I don't have Showtime—I've always been an HBO guy—but even if I had it I wouldn't watch the new Laura Linney show, The Big 'C'. I don't object to the idea of the show or to the plot (imdb.com's offering: "A suburban mom, diagnosed with cancer, tries to find the humor in the disease"), but I do object to the show on a couple grounds.
One, it's a half-hour show. Half-hour equals sitcom. Half hour equals everything always works out in 23 minutes. They just couldn't find the programming space to give the subject a full hour?
My second objection though is much bigger. I object to that stupid fucking title.
The Big C is such a prudish and ridiculous idiom for cancer. The Big C … big compared to what?
What if the show was titled 'The C Word'? Even a longtime HBO snob like myself might tune in to see what angle Showtime planned to take with a sitcom centered around 'Cunts'. One of the more offensive words in American English, Showtime would have little choice but to call the show 'The C Word.'
But did they really have to subvert the word 'Cancer'? I get the fact that the title has general appeal, especially compared to more literal titles (like "40 year old female presenting with enlarged supraclavicular lymph nodes"), but I would have preferred that cancer had been liberated from that stupid, Victorian fright-night idiom, the word we dare not speak lest we all catch it. Makes you believe that Tolstoy's Ivan Ilyich does in fact die for no reason after all.
Our society always has to imply cancer, it can never come out and say it. And this too is a drawback of "The Big C". Sure, Linney's character has cancer—kudos to the network on that one—and sure, she's foregoing the costly, worthless treatments that do nothing but make Big Pharma richer—more kudos there—but the show is still predicated on the same old tradition of shame and secrecy because she still conceals her disease.

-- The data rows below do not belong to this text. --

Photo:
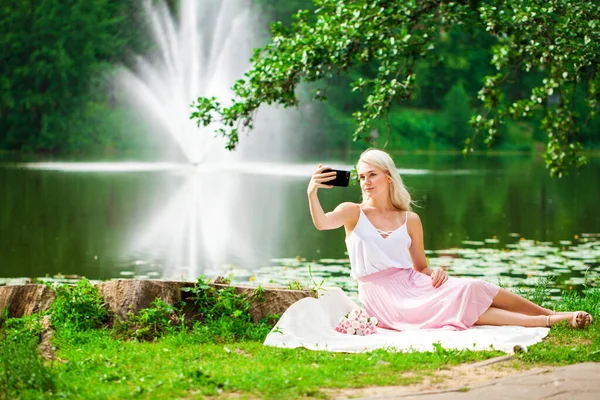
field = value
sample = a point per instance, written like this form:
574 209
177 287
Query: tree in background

Instead of "The Big C" how about "Soccer Mom Carcinoma" or "Tumor, Idaho." I know those suck but at least I'm trying.
Your eonline.com and TVGuides.com might be handing out four stars for The Big C (I have no idea if they are), but for me, the show's willingness to confront advanced, terminal cancer is undercut by its anachronistic title. Therefore I can only give it Three Stages.
It's too bad because Cancer should have won this one, it should have gotten its odious name in lights for all of us to see and get more familiar with. But hey it's Showtime, where dorks like Gallagher became famous. If it were HBO, home of my nomination for TV's all-time greatest show (Six Feet Under), it'd be a different story.